Cyborg glasses save users the need to control emotions
- 17 April 2014
- From the section Technology
As Google continues to stoke excitement for its Glass smart-eyewear, a Japanese researcher has developed a radical alternative.
Rather than focus on what the owner sees, Prof Hirotaka Osawa's kit shows computer-generated eye animations in place of the wearer's real ones.
Special lenses let the user see out or take a secret nap if they prefer.
The professor said the glasses could be used to simulate emotional reactions when users are distracted or busy.
He added that the idea of creating an "emotional cyborg" was inspired by the work of an American sociologist who had coined the phrase "emotional labour" to refer to the use of facial expressions and body movements to show feelings.
This, Prof Osawa noted, could be a requirement for nurses, waitresses, teachers, therapists and others working in interaction-intensive professions.
"Our developed society requires workers to behave more socially," he told the BBC.
"AgencyGlass aims to support such kinds of emotional labour by extending users' social abilities with technology, just as robots already support our physical labours and computers support our mental activity."
Software that stares
The glasses feature two OLED (organic light-emitting diode) screens, which are controlled by either a smartphone or PC via a Bluetooth wireless connection. This computer is also connected to a camera to take readings from the wider environment.

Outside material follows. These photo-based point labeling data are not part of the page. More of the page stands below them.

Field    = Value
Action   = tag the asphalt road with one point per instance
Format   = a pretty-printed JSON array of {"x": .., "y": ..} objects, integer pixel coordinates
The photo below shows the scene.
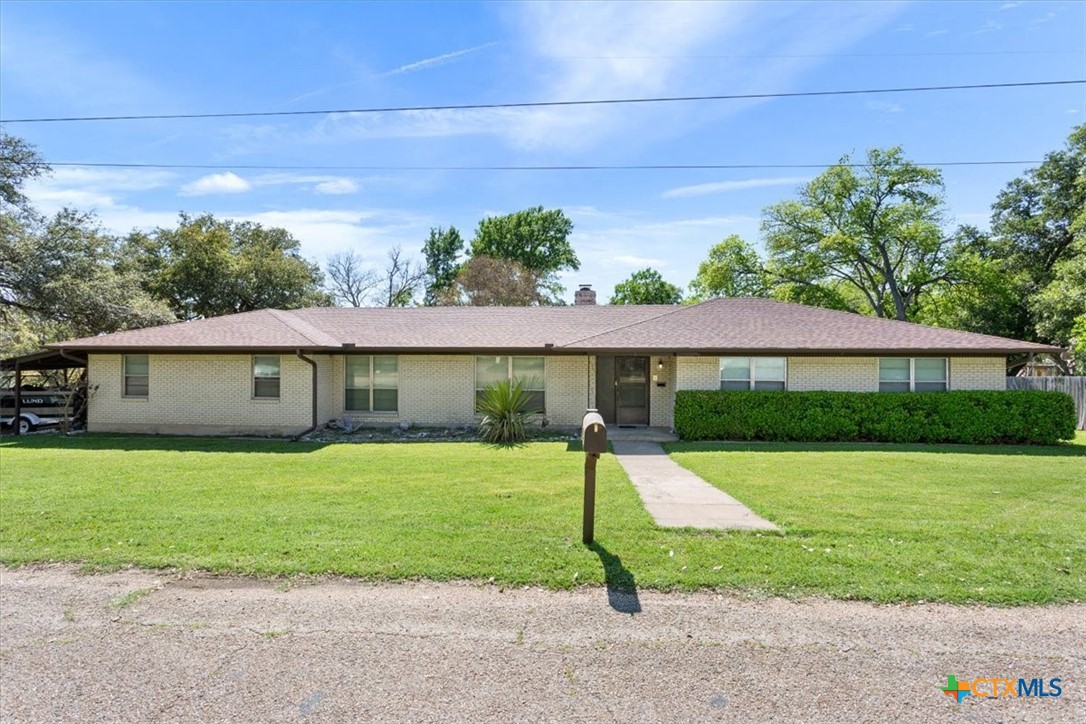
[{"x": 147, "y": 647}]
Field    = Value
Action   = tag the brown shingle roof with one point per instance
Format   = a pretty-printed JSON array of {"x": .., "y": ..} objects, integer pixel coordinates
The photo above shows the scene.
[{"x": 719, "y": 326}]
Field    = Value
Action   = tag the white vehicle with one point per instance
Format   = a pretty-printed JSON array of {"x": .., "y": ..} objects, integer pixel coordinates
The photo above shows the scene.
[{"x": 39, "y": 408}]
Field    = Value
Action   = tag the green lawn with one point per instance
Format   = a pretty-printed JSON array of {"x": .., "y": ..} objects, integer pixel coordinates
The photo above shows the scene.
[{"x": 1004, "y": 525}]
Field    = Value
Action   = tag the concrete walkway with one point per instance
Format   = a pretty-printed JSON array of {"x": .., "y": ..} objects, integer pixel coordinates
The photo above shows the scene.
[{"x": 678, "y": 498}]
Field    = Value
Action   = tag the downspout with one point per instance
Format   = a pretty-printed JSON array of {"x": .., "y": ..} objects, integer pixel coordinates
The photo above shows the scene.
[
  {"x": 16, "y": 421},
  {"x": 314, "y": 426},
  {"x": 67, "y": 418}
]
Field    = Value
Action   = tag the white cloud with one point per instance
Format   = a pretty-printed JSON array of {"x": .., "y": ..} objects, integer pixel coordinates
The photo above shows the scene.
[
  {"x": 640, "y": 261},
  {"x": 325, "y": 185},
  {"x": 369, "y": 232},
  {"x": 610, "y": 248},
  {"x": 225, "y": 182},
  {"x": 438, "y": 60},
  {"x": 723, "y": 187},
  {"x": 607, "y": 50},
  {"x": 885, "y": 106},
  {"x": 91, "y": 189}
]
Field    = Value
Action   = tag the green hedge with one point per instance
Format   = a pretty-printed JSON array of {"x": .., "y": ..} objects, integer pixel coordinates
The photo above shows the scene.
[{"x": 973, "y": 418}]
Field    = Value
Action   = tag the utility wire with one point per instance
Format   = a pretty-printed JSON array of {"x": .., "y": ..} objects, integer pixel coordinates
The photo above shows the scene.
[
  {"x": 538, "y": 104},
  {"x": 757, "y": 55},
  {"x": 528, "y": 168}
]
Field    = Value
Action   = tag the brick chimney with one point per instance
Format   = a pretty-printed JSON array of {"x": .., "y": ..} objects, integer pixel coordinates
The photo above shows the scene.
[{"x": 584, "y": 295}]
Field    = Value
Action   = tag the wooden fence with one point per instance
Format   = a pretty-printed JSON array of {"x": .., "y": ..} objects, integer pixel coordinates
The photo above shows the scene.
[{"x": 1073, "y": 385}]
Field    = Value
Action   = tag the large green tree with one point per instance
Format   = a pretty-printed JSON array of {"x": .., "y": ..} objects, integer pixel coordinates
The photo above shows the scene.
[
  {"x": 646, "y": 287},
  {"x": 535, "y": 238},
  {"x": 1039, "y": 233},
  {"x": 207, "y": 267},
  {"x": 1025, "y": 279},
  {"x": 868, "y": 239},
  {"x": 733, "y": 268},
  {"x": 484, "y": 281},
  {"x": 442, "y": 251}
]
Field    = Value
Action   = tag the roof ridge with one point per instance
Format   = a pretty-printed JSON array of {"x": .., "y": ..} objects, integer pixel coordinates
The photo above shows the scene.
[
  {"x": 633, "y": 324},
  {"x": 860, "y": 315},
  {"x": 311, "y": 332}
]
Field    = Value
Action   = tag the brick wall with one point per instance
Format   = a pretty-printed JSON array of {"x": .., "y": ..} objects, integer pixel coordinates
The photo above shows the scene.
[
  {"x": 846, "y": 373},
  {"x": 661, "y": 399},
  {"x": 837, "y": 373},
  {"x": 697, "y": 372},
  {"x": 438, "y": 390}
]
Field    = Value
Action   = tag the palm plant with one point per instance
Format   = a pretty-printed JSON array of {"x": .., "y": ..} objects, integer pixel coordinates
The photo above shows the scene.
[{"x": 505, "y": 407}]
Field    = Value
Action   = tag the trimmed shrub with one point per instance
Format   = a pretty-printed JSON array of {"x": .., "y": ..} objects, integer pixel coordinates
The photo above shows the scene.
[{"x": 972, "y": 418}]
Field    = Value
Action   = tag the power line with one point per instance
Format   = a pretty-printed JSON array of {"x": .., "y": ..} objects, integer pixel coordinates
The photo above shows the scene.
[
  {"x": 537, "y": 104},
  {"x": 755, "y": 55},
  {"x": 525, "y": 168}
]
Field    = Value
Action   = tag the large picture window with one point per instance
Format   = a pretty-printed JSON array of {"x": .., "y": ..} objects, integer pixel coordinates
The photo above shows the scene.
[
  {"x": 912, "y": 375},
  {"x": 137, "y": 376},
  {"x": 266, "y": 377},
  {"x": 371, "y": 384},
  {"x": 754, "y": 372},
  {"x": 527, "y": 370}
]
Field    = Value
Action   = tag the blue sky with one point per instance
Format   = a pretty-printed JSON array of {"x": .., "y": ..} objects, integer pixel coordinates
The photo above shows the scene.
[{"x": 130, "y": 58}]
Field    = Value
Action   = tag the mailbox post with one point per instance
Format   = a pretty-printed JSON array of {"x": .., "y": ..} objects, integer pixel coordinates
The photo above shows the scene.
[{"x": 594, "y": 442}]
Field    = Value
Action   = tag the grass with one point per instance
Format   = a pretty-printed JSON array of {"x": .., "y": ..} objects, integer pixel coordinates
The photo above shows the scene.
[
  {"x": 1001, "y": 525},
  {"x": 131, "y": 597}
]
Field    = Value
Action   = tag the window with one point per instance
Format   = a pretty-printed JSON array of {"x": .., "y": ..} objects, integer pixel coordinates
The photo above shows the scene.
[
  {"x": 527, "y": 370},
  {"x": 754, "y": 373},
  {"x": 136, "y": 376},
  {"x": 266, "y": 377},
  {"x": 371, "y": 384},
  {"x": 912, "y": 375}
]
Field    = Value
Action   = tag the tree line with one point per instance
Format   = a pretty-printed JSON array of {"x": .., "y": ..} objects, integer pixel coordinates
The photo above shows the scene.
[{"x": 868, "y": 238}]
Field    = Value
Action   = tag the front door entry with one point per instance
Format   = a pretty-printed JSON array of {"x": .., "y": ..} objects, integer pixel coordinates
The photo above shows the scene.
[{"x": 631, "y": 391}]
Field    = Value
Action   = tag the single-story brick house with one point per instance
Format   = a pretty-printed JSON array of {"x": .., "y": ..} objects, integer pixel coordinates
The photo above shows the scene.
[{"x": 281, "y": 372}]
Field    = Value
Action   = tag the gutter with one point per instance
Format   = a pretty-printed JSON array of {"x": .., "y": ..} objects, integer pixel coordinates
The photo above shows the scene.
[{"x": 314, "y": 385}]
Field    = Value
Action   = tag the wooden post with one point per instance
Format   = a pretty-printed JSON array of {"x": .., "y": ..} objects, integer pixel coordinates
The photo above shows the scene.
[
  {"x": 590, "y": 497},
  {"x": 16, "y": 422}
]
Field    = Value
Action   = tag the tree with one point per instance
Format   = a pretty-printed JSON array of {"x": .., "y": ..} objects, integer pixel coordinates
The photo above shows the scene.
[
  {"x": 979, "y": 293},
  {"x": 400, "y": 280},
  {"x": 1038, "y": 228},
  {"x": 484, "y": 281},
  {"x": 646, "y": 287},
  {"x": 733, "y": 268},
  {"x": 869, "y": 239},
  {"x": 207, "y": 267},
  {"x": 535, "y": 238},
  {"x": 441, "y": 251},
  {"x": 20, "y": 162},
  {"x": 349, "y": 282},
  {"x": 60, "y": 277}
]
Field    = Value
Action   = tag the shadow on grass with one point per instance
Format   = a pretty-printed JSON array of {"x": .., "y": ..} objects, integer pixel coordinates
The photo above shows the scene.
[
  {"x": 1063, "y": 449},
  {"x": 621, "y": 584}
]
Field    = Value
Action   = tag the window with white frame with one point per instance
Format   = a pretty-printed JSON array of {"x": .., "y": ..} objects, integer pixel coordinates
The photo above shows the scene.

On the glasses themselves. gyrometer and accelerometer sensors are fitted to one arm to monitor the user's behaviour, while a battery sits on the other arm to power the device.
If the user nods, the glasses show a blink.
If they shake their head, the eyes blink several times.
If they incline their head, the eyes look upwards.
If the computer's facial recognition software detects someone looking straight at the wearer, the computer-generated eyes move and gaze back at them.
Although these are relatively simple expressions, the professor said they allowed others to feel they were "cared" about, while freeing the user of the need to "control their emotions".
The professor is well aware how odd his prototype looks.
In a humorous promotional video he even shows himself using AgencyGlass to appear alert at a meeting in his Tsukuba University office when in fact he is sleeping.
But others agree that with some more work the kit could have real-world uses.
Dr Nadia Berthouze suggested the glasses could be used to tackle the problem people from Western and Eastern cultures sometimes have at recognising each other's emotional states.
"People can misinterpret expressive signals." explained University College London's reader in affective interaction and computing.
"The equipment could be developed to become a facial-display translator between two cultures where facial expressions are different.
"If you ask: 'Would someone buy the glasses the way they look now?' The answer, I'm sure, is no. The eyes are too funny.
"But the idea could be explored."
In the meantime, Prof Osawa said he intended to expand his research into emotional cyborgs by creating another display to mimic a wearer's smile.
"An earlier study suggests that the human mouth is more effective at influencing [the way people interpret] emotion than human eyes in Western culture," he explained.
He added that he hoped to unveil the smile display in October.